The joy of working with children is the honesty you often get in the moment. When you get things wrong you know about it – or if they wont tell you direct they know an adult who can.

Its not always so. A wise old owl once told me that good news finds you but you have to go hunting for bad. He was sort of right in that some children are so sensitive and take on so much responsibility for things going wrong that they think it must be something they’ve done despite some of the appalling errors I have made (I am human). Thus, bad feeling (and thoughts) get buried.

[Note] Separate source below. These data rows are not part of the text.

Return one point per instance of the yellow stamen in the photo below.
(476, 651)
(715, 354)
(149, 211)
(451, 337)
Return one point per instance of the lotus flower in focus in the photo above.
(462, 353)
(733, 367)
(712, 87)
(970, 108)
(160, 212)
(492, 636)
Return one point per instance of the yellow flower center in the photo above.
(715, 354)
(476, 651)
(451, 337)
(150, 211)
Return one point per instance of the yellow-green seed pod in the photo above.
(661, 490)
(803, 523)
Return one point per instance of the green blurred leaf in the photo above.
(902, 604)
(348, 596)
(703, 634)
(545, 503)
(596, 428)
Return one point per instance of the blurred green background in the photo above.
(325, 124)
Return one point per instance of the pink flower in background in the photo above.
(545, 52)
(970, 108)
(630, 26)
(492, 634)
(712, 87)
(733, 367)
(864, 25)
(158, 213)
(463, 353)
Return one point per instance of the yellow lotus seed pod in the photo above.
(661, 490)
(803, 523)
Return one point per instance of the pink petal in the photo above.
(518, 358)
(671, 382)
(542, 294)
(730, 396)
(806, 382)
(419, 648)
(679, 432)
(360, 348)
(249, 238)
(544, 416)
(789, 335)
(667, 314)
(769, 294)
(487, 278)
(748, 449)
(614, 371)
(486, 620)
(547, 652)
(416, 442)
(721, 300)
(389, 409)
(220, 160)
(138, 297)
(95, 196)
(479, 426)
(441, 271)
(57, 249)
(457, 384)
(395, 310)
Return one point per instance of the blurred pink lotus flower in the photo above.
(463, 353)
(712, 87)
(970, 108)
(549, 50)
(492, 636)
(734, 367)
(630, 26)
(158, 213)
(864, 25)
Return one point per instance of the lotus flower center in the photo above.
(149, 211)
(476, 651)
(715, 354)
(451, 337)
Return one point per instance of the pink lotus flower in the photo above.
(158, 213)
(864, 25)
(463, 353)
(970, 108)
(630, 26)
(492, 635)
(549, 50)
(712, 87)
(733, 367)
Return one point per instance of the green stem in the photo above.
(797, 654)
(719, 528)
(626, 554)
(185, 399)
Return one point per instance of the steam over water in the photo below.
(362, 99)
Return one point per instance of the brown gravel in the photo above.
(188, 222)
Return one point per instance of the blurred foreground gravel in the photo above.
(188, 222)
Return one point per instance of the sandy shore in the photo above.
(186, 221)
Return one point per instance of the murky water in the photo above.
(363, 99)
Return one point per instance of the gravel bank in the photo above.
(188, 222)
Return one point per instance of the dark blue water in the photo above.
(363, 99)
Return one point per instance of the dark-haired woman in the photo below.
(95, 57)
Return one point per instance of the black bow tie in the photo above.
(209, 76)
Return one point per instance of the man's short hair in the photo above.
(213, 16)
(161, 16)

I am part blameworthy for this – my seriousness and wanting to do well is somehow conveyed. I suspect that empathy on their part enables them to spot brittleness and they bite their tongue rather than risk my feelings. They are then wrongfooted when I “go a hunting” and sometimes put my own foot in it: “Why ask me how therapy is going for me when I am not ready to be honest”.

At home, I have had some time to reflect on my own honesty as I strive to be a “good enough grandad”. So I mask my frustrations and my distaste for all manner of bodily fluids and try and communicate an unconditional love for children regardless of what they have done in their pants or demands on time and energy.

What I haven’t squared (just yet) is in hiding my feelings do I somehow communicate something else which can be interpreted in all manner of ways: “Being honest is wrong” “What I have done is so wrong that he cant find the right words to express his disgust”. Fascinating stuff, well to me it is.

I am hoping I might be more clear headed when I go and do my talk with a local charity where I share how working with children has improved my work with adults – which it indeed has. Its putting these learning moments into words which others can grasp rather than leaving them thinking “What an old fuddy duddy if he weren’t so old I might have understood a word of that”. Or, if I am feeling very brave I might go hunting for honest thoughts as to whether the talk did make sense – and they may give an honest reply or maybe quietly smile but think its time for me to hang my boots up.